Jerry Land of Greer grew up hunting in rural Pennsylvania where he had few opportunities to take shots at whitetail deer at distances greater than 100 yards. After a career in the U.S. Air Force, while working with the U.S. Department of Interior in South Dakota, he discovered prairie dogs. That led to a passion for long-range, precision shooting, and he eventually collected five national titles for bench-rest varmint shooting.

In applying long-range shooting skills to deer, the question arises: How far is too far to take an ethical shot on a big game animal? It’s like asking how fast is too fast to drive a racecar on an open road with no speed limit. The answer boils down to what kind of car are you driving and how good are you at driving it. Some hunters might limit themselves to 200 or 250 yards; some might stretch things out another football field in length.

Equipment is the first key. Achieving 200 miles per hour simply isn’t going to happen in a Ford Pinto, and that’s just as unlikely as a deer hunter routinely making 400-yard shots with an entry level production gun, economy scope and clearance-sale ammunition.

“The scope is more important than the gun,” said Land. “Accuracy is achieved by doing the same, exact thing, over and over, and if a scope will not hold true, it’s impossible to be accurate.”

He suggests applying a box test to a new scope, starting at center, clicking the elevation 40 clicks up and the vertical 40 clicks right and fire a shot while aiming at the center. Next pull the crosshairs 40 clicks down and fire, 40 clicks left and so on. The pattern should begin chipping away a perfect square on paper.

Ammunition is next. Books have been written about ballistic accuracy using a variety of calibers, bullet weights, and powder loads. Land became a hand-loader by necessity while shooting competitively. Most of his competition guns, all custom made, do not shoot common factory calibers and loads. He said this about finding the right bullets for hunting deer at longer range.

“Short of hand-loading, which allows you to more precisely align the bullet in the casing, which in turn keeps the bullets from bouncing off the sides of the barrel as it exits, my advice is to spend time searching for the factory load that best fits your gun,” he said. “Premium ammo costs more for a reason. The tolerances, which you can measure on a concentricity gauge with a .001 dial indicator, are much tighter and thus more accurate downrange at longer distances.”

Just like the directions for getting to Carnegie Hall, the only way to be a better long distance shot is to practice, practice, practice. Land suggests having a goal in mind, wanting to accomplish something every time you pull the trigger.

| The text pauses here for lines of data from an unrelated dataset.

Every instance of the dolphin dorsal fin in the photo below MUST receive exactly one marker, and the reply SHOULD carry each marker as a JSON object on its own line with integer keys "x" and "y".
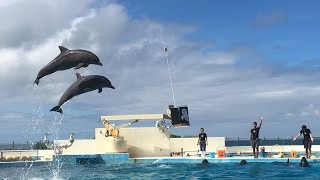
{"x": 78, "y": 75}
{"x": 63, "y": 49}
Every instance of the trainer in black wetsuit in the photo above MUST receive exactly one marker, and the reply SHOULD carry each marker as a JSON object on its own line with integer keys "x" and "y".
{"x": 254, "y": 138}
{"x": 307, "y": 139}
{"x": 202, "y": 141}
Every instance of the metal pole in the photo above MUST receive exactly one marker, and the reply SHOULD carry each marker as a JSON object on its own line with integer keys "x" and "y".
{"x": 166, "y": 52}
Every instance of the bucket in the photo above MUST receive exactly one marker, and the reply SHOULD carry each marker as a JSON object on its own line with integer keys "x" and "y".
{"x": 293, "y": 154}
{"x": 211, "y": 154}
{"x": 221, "y": 153}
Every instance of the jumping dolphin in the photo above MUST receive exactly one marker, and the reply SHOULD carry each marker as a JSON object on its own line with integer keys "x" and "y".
{"x": 82, "y": 85}
{"x": 304, "y": 162}
{"x": 68, "y": 59}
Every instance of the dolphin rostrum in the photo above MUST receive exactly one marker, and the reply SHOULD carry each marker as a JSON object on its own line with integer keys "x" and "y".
{"x": 68, "y": 59}
{"x": 82, "y": 85}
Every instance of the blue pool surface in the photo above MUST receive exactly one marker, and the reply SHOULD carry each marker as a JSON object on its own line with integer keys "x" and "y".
{"x": 163, "y": 170}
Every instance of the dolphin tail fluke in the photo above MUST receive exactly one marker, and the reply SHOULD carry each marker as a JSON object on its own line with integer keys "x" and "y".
{"x": 36, "y": 81}
{"x": 57, "y": 109}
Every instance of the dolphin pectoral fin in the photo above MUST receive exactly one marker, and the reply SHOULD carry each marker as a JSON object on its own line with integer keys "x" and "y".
{"x": 78, "y": 75}
{"x": 36, "y": 81}
{"x": 63, "y": 49}
{"x": 57, "y": 109}
{"x": 79, "y": 66}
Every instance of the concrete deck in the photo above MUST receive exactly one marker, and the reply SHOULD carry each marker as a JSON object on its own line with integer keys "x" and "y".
{"x": 219, "y": 160}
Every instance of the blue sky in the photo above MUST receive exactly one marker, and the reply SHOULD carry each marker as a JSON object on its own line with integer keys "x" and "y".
{"x": 231, "y": 62}
{"x": 281, "y": 30}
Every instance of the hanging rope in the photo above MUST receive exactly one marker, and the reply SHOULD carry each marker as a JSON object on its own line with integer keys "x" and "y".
{"x": 166, "y": 52}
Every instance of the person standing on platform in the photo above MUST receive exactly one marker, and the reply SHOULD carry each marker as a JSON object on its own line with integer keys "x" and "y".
{"x": 307, "y": 139}
{"x": 203, "y": 142}
{"x": 254, "y": 138}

“I suggest having an objective in mind when you practice,” he said. “You want to touch the gun the same way every time you shoot. That builds consistency and accuracy. Also, practice at distances you want to be able to shoot. If it’s 400 yards, there are a lot of variables that affect accuracy. The slightest vibration or movement that causes you to miss one-half inch at 50 yards will move the bullet dramatically out at 400 yards.”

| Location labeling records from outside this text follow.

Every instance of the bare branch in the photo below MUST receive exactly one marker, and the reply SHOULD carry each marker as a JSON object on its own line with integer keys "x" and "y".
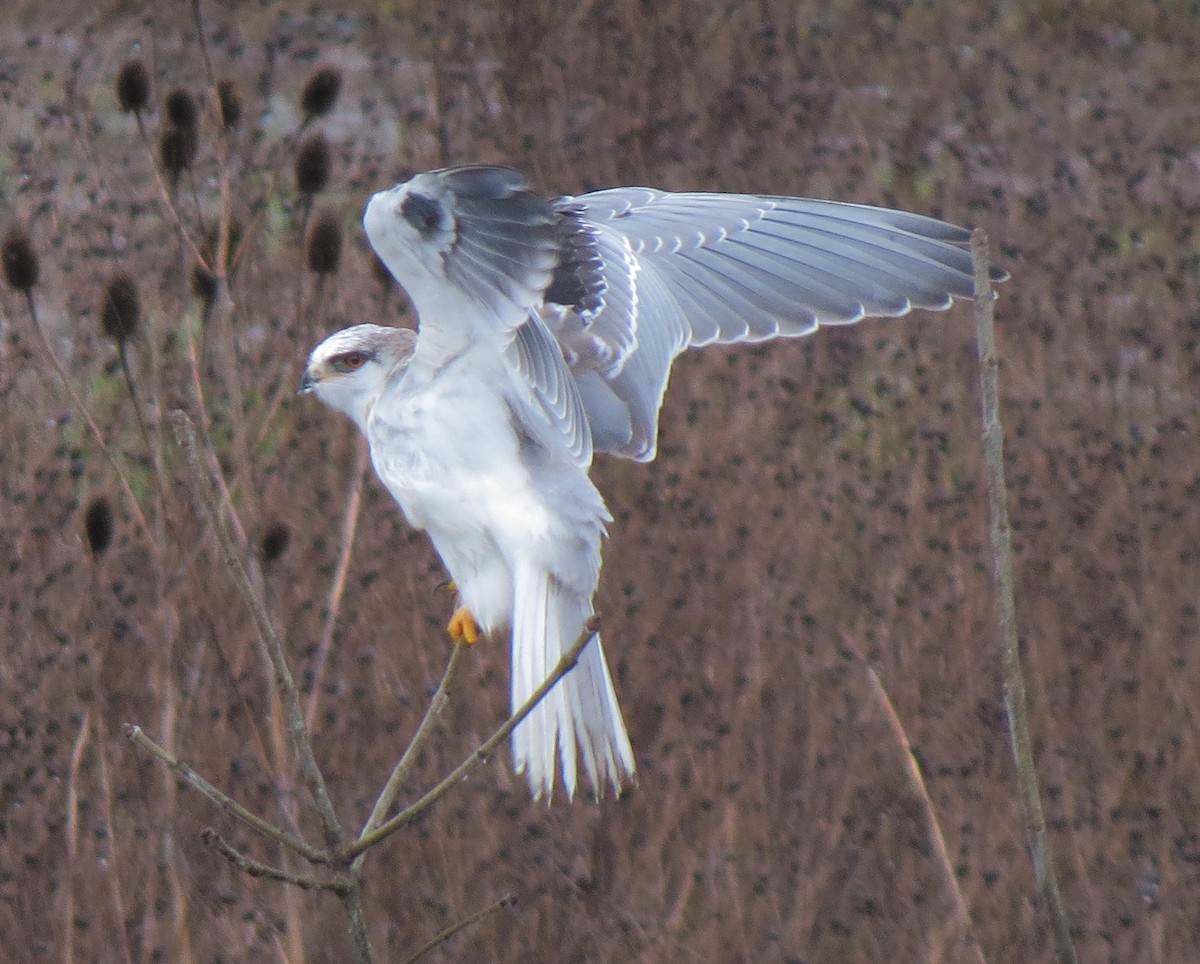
{"x": 409, "y": 758}
{"x": 275, "y": 659}
{"x": 1015, "y": 702}
{"x": 564, "y": 665}
{"x": 138, "y": 737}
{"x": 259, "y": 869}
{"x": 474, "y": 918}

Other factors that increase a shooters skill level are learning how wind drift affects your shots and practicing with wind indicators in place to help compensate for wind drift. The same could be said for distance estimation and working how much the particular bullet will drop downrange and working that into your practice sessions.

Land suggests other skill-level practices such as dry-firing centerfire guns at a target while watching through the scope. Work to decrease movement of the crosshairs when the trigger is pulled. Having another shooter video tape your performance will let you see what parts of your technique you need to improve.

“Compare practices by shot placement, working to move all of your shots into a tighter group,” he said.

 While all of the various aspects work together, possibly the most basic is shooting off of a stable rest. In his bench-rest shooting competitions, having a stable rest was not even an afterthought, but taking a long-distance shot at an animal from a hunting stand is much different.

“In a deer-hunting situation, that’s a variable only the hunter can account for,” said Land. “It’s impractical to think making long distance shots is possible offhand. The gun needs to be stationary and that means holding it steady, on some type of support to immobilize the gun.”  

For most hunters, that could mean a padded rest, either the lower part of a window seal in a box blind or a sand bag on the rim of a steady tree stand.

In addition, the most-accurate gun in South Carolina may not be on target if the hunter cannot accurately estimate the range at which a deer is standing. Having a rangefinder on hand or having ranged various geographic or physical features around a field or along a power line — a certain tree, a fence, a stump — will certainly help a hunter know it’s 300 yards when he estimates that it’s 300 yards.